As mentioned above, the Census Bureau will also use the PES to estimate coverage error in the 2020 Census. For this approach, we survey a small number of households shortly after the census data collection is completed and match the results to the census to create estimates of over- and undercounts.
The PES provides some additional information about coverage error in the census that DA does not. Both DA and the PES produce estimates of net coverage error, but PES also produces estimates of the components of coverage error including omissions and erroneous enumerations.
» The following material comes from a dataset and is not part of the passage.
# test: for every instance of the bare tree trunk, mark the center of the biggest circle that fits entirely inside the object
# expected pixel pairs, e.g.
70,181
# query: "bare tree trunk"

In addition, the PES uses the same race categories as the 2020 Census, so they can produce coverage results for more detailed race groups and they do not need to use the modified race file.
Once complete, the PES will provide: (1) national net coverage estimates for specific race groups, and (2) state-level estimates that, along with the DA, will provide a more complete picture of coverage for the 2020 Census.
Data users may want to use survey estimates as demographic benchmarks when evaluating the 2020 Census results. The American Community Survey, Current Population Survey, Survey of Income and Program Participation and other household surveys collected by the Census Bureau are controlled to the population estimates to address coverage issues in the survey data.
The survey estimates will be very close to, if not the same as, the population estimates. Therefore, we advise caution when comparing survey estimates to the 2020 Census results for the same reasons previously discussed in this blog.
Both the 2020 DA estimates and the Vintage 2020 population estimates can be used as demographic benchmarks for evaluating certain aspects of the 2020 Census results. We have presented some of the comparisons that are possible using the data that are currently available to the public. The comparison of the Vintage 2020 population estimates and the 2020 Census should not be considered “coverage errors” in the census — just differences between the estimates and the census. DA is an official coverage measure and, although limited in scope, the net coverage errors reported above are on par with what we have seen in previous decades.
Data users should recognize that even though the files contain race data, variations in how race is coded limit evaluations of the 2020 Census using the DA and population estimates. We will not be able to evaluate race in the 2020 Census using the Vintage 2020 estimates or the 2020 DA until the 2020 modified race file is produced.
Further, for the comparisons that are currently possible, data users should be cautious when they interpret differences. Errors in the 2020 Census are only one possible source of difference between the census and the population estimates. Errors from the 2010 Census — the base for the Vintage 2020 estimates — and errors in the estimation process may also contribute to the differences. Similarly, for comparisons using DA, data users should remember that these are intended to measure net coverage error, which includes both over- and undercounts for the same population. Differences here can tell us that the final census count was either higher or lower than the DA estimate, not that the census missed people or counted some people more than once.
At this time, we can only produce DA net coverage error estimates for a limited number of population groups. More comparisons are possible using the Vintage 2020 estimates, but these too are limited by the detail of 2020 Census data currently available. We are looking forward to 2022 when we can release coverage estimates by more demographic detail and expand the range of comparisons against the population estimates.